Ein Auto für ein ganzes Dorf: E-Car-Sharing in Halle und Versmold?

Die SPD stellt am 19. März im Sportparkhotel das Projekt Dorfauto vor. Es wurde bereits in St. Vit realisiert und könnte auch in Haller und Versmolder Ortsteilen die Mobilität steigern

Heiko Kaiser

Dorfauto: Wolfgang Bölling und Liane Fülling glauben, dass so ein Projekt auch im Altkreis zu realisieren ist. Foto: Heiko Kaiser - © Heiko Kaiser, HK
Dorfauto: Wolfgang Bölling und Liane Fülling glauben, dass so ein Projekt auch im Altkreis zu realisieren ist. Foto: Heiko Kaiser (© Heiko Kaiser, HK)

Halle-Versmold. Die Idee hat Charme. Eine Dorfgemeinschaft schafft sich ein oder mehrere Autos an, die ihre Mitglieder nach Bedarf ausleihen können. Realisiert worden ist dieses Szenario bereits in St. Vit. In der 1.400 Einwohner zählenden Gemeinde von Rheda-Wiedenbrück können die Bewohner seit September auf zwei Fahrzeuge, einen Renault Zoe sowie einen Citroën Berlingo, zurückgreifen – vorausgesetzt sie haben sich angemeldet und zahlen eine jährliche Grundgebühr. Diese beträgt 70 Euro für den Einzelnutzer und 90 Euro für Familien. Hinzu kommt eine Nutzungspauschale von 3,50 Euro pro Stunde.

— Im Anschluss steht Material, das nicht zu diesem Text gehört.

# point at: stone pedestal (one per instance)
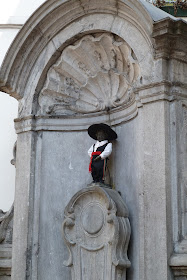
(96, 230)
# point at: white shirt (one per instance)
(107, 151)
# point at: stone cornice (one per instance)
(11, 26)
(170, 39)
(52, 18)
(163, 91)
(178, 263)
(73, 123)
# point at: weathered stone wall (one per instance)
(91, 62)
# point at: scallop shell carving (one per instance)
(97, 73)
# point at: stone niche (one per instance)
(75, 63)
(96, 230)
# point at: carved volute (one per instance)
(97, 73)
(96, 230)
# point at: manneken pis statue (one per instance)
(101, 150)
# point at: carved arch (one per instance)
(54, 25)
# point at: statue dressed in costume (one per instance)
(101, 150)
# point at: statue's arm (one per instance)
(107, 151)
(90, 151)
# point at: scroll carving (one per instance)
(96, 231)
(97, 73)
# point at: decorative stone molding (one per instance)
(96, 73)
(96, 231)
(170, 39)
(6, 226)
(5, 261)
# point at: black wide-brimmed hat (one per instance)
(94, 128)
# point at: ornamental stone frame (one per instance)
(148, 114)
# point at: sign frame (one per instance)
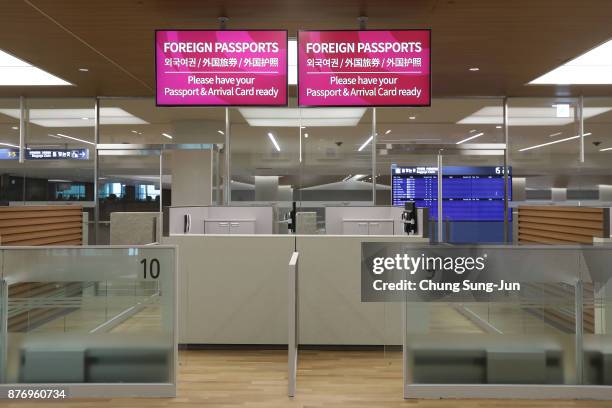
(366, 106)
(286, 104)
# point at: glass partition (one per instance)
(551, 329)
(544, 150)
(90, 315)
(596, 170)
(12, 173)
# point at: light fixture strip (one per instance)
(553, 142)
(274, 142)
(470, 138)
(75, 138)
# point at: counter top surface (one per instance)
(368, 219)
(229, 219)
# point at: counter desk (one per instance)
(233, 290)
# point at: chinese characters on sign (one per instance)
(221, 68)
(46, 154)
(364, 68)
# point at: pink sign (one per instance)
(364, 68)
(221, 67)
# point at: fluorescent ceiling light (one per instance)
(294, 117)
(525, 116)
(276, 146)
(366, 143)
(76, 117)
(470, 138)
(75, 138)
(551, 143)
(563, 110)
(591, 68)
(292, 62)
(16, 72)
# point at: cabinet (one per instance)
(229, 227)
(367, 227)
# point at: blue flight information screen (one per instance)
(469, 193)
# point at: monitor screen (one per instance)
(469, 193)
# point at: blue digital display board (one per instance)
(469, 193)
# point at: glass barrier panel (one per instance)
(90, 315)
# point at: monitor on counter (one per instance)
(470, 193)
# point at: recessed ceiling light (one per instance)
(74, 117)
(526, 116)
(551, 143)
(293, 117)
(470, 138)
(368, 140)
(16, 72)
(274, 142)
(594, 67)
(9, 145)
(563, 110)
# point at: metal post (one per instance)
(506, 189)
(373, 145)
(158, 226)
(96, 169)
(579, 304)
(440, 239)
(228, 175)
(581, 126)
(3, 328)
(405, 344)
(292, 340)
(22, 129)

In St. Vit ist der Verein »Dorf aktiv« Träger des Projektes, das unter Mithilfe des Kreises Gütersloh realisiert wurde. „Können wir das auch in Haller oder Versmolder Ortsteilen umsetzen?", fragen sich die SPD-Fraktionsvorsitzenden Liane Fülling und Wolfgang Bölling. „So etwas geht natürlich nur über funktionierende Dorfgemeinschaften", sagt die Versmolder SPD-Frau und fügt mit Blick auf ihren Haller Parteikollegen hinzu: „Und genau die haben wir ja in unseren Ortsteilen." Wolfgang Bölling sieht das Projekt Dorfauto nicht nur als eine Möglichkeit der Mobilitätsförderung im ländlichen Bereich, sondern auch als ein Beitrag zum Klimaschutz. „Die Fahrzeuge in St. Vit fahren mit 100 Prozent Ökostrom", erklärt er. Als mögliche Träger eines solchen Projektes nennt er die Heimatvereine. Liane Füllung betrachtet das Dorfauto als mögliche Erweiterung des bereits für die Versmolder Innenstadt realisierten Car-Sharing-Projektes auf die umliegenden Ortsteile.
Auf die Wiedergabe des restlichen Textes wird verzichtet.